ITR, or International Time Recorders to give their full name, made some truly beautiful examples of Master Clocks. I recently acquired this one after having looked for this particular model for quiet a while.
The one thing everyone looks at on a clock is always the face and I have always considered that the early ITR clocks possess the most stylish face of all, thanks to the combination of very slender hands and the distinctive 'font' that is used.
Go To The Dial Page
This particular clock was probably made in the late 1930's or early 1940's as soon after the dial face changed to a more conventional style, whilst the cases were given the Art Deco style.
The ITR company was actually part of IBM when this clock was made. This means that if this clock had been made for the American market it would have been an easy job to date it exactly, as IBM have a website devoted to their early clocks and time recorders etc, which lists the serial numbers against the years of manufacture. However these records do not appear to be valid for the European made clocks.
The clock itself stands a mighty 64 inches, or 5 foot 4 inches, tall (1.625m) and is not unsurprisingly rather heavy. This is due mostly to the 5/8 inch thick Oak case (the backboard however is made from 5 ply to avoid warping). The width is 20 inches, which is twice that of most other master clocks.

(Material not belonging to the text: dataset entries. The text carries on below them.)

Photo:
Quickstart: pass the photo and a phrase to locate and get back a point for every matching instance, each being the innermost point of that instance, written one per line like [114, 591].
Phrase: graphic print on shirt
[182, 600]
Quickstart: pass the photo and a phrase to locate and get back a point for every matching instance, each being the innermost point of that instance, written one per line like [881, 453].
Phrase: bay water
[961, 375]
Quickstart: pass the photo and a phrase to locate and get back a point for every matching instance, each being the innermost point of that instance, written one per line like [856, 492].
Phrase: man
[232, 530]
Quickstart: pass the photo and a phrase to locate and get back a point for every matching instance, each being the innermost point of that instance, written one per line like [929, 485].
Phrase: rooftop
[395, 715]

These are also far removed from most others, in their mode of operation, as they have a conventional clock movement that uses a Graham deadbeat escapement. They do not however have the winding arrangement of a 'conventional' clock, in which the user would wind the clock periodically. Instead these movements have a spring which is only capable of driving the clock for several hours before it would stop if it were not rewound. The reason for this is that these clocks use a remontage system where the winding is done by an electro-magnet.
What happens is that at 58 seconds past each minute (or 2 seconds before the next minute) a cam operates a pair of contacts that, via a relay, energize an electro-magnet. This magnet has a pawl which engages with the barrel of the spring and turns it, thus rewinding it.
The whole affair is designed so that with each magnet operation it is capable of putting just a bit more tension back into the spring than has actually been used in the last 58 second cycle. This is because after a power cut the magnet must be able to rewind the spring fully.
As the magnet is operated for only 2 seconds in each minute it can only fully wind the spring over an extended period of many minutes, adding an extra bit of tension each time. This is because there is not sufficient movement of the pawl on each magnet operation to wind the spring fully in one go.
To stop over winding of the main spring the pawl has its own retaining spring which it has to pull against each time it is operated. The idea being that once the main spring has enough tension a balance between the two springs occurs, thereby stopping the pawl from continuing to attempt to wind.